How We Went from a Backpack to a Travel Trailer – and Back Again!

Soon after my wife and I met we started backpacking together. This is not as backpackers in the European sense of cheap travel, but more of a trekking approach: We carried everything we needed for multiple days of survival on our backs.

Even before we met, I had done a decent amount of backpacking in Alabama, Tennessee, Mississippi and Colorado. As a younger man, I felt that having that 50-pound pack on my back made the experience somewhat hardier, but as the years and miles passed, I gravitated towards lighter-weight gear.

Most of my trips after 2000 were with lighter-weight gear. Shave an ounce here or there and soon enough, they add up to pounds. Some of this venturing into lightweight gear was because of a part-time job at a (now closed) Eastern Mountain Sports. The camaraderie of the other workers (some of whom are still friends to this day) certainly helped inspire my decisions, but the employee discount didn’t hurt!

So, with our lighter packs, my wife and I ventured near and far: Collegiate Peaks, Maroon Bells, even multiple trips to the Wind River Range. After a few years though, other friends started to drop away as backpacking compatriots because of life: Work, family, other obligations pulled them from the trails and our desire to visit the closer locations, while we loved them, was fading. Combine that with the recession of the late 2000’s and we started to think about other options for adventure.

Enter our season of car camping.

Mind you, this season was not “sleeping on the ground”. I happened into REI at one point when they had one of their giant tents set up with cots, a table, and all the comforts of home. This is the style of “glamping” that we embraced. With this kit, we started our road trip phase. Two-week long trips that took us as far north as Jasper, Alberta and as far west as the coast of Oregon and California. We would end up spending months in that tent over the course of 5 or so years.

The downside was it was still a tent. Nights could be cold. Days could be hot. Rain was miserable. Snow was even worse. And we experienced all of these. All the while when we were in this setup, we would see small trailers around the campgrounds of our travels and thing “one day…”. Then, at the end of 2016, we made the leap to a travel trailer.

Travel trailer while camping at Lake Powell in Arizona.
Our R-Pod travel trailer at Lake Powell

We never thought we would want anything overly large, but wanted something that my 6’4” frame could stand up in but small enough to tuck into remote campsites that longer trailers could never fit. We settled on a gently used Forest River R-Pod 152, and immediately took upon making it our own.

Gone was one of the bunks in favor of a small seating area and a luggage shelf. We bolted on a second battery (with a larger battery box) and, while we were at it, a second propane tank. We removed an unneeded shelf that allowed us to use a custom-made add-on cushion to expand the bed by 8” of width. Banished were the regular incandescent lights in favor of LED lamps throughout. We recessed the stove. We removed the microwave. Jettisoned the television. Added a window to the door.

We have towed our trusty trailer as far north as Montana, south into New Mexico, and west to the far corner of Arizona and Utah. Along the way we have cooked hundreds of meals in and around the camper, set up our hammocks under the trees, and explored new areas in comfort. We have learned a lot from these trips and are efficient now at finding campsites that fit (which isn’t hard with a 18’ trailer) and getting everything set up.

But the call of the solitude and beauty that the deep wilderness continued to call our names.

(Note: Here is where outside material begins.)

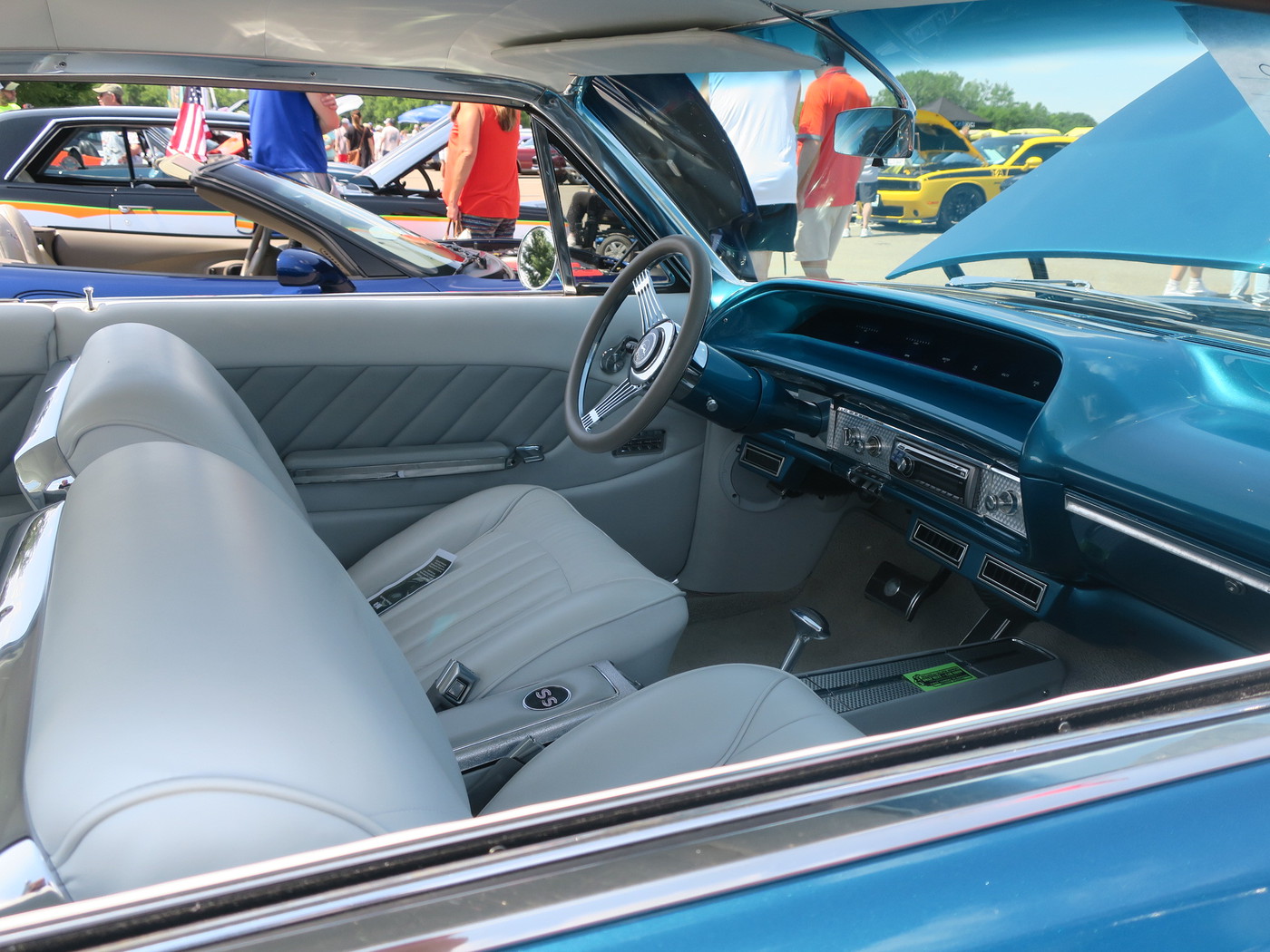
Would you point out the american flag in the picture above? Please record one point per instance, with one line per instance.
(190, 136)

We would, of course, still do multiple hiking trips while we were camping both in the tent and in the trailer, but there is something special about the freedom and isolation that can be found in a wilderness backpacking environment.

So, during the pandemic, we re-constituted our gear with a few modifications to further reduce our base weight because, let’s face facts: We’re not getting any younger! Soon followed trips to Yellowstone, the Beartooth mountains and a long-awaited return to the Wind River Range.

Now, because we have the option of using our trailer as a base camp, we will sometimes leave or home away from home parked at a campground and venture into the woods again with our packs on our backs, secure with the knowledge that wen we return, we can continue the adventure with some of the comforts of home. Going from a backpack to a travel trailer and back again has opened up other possibilities in adventure.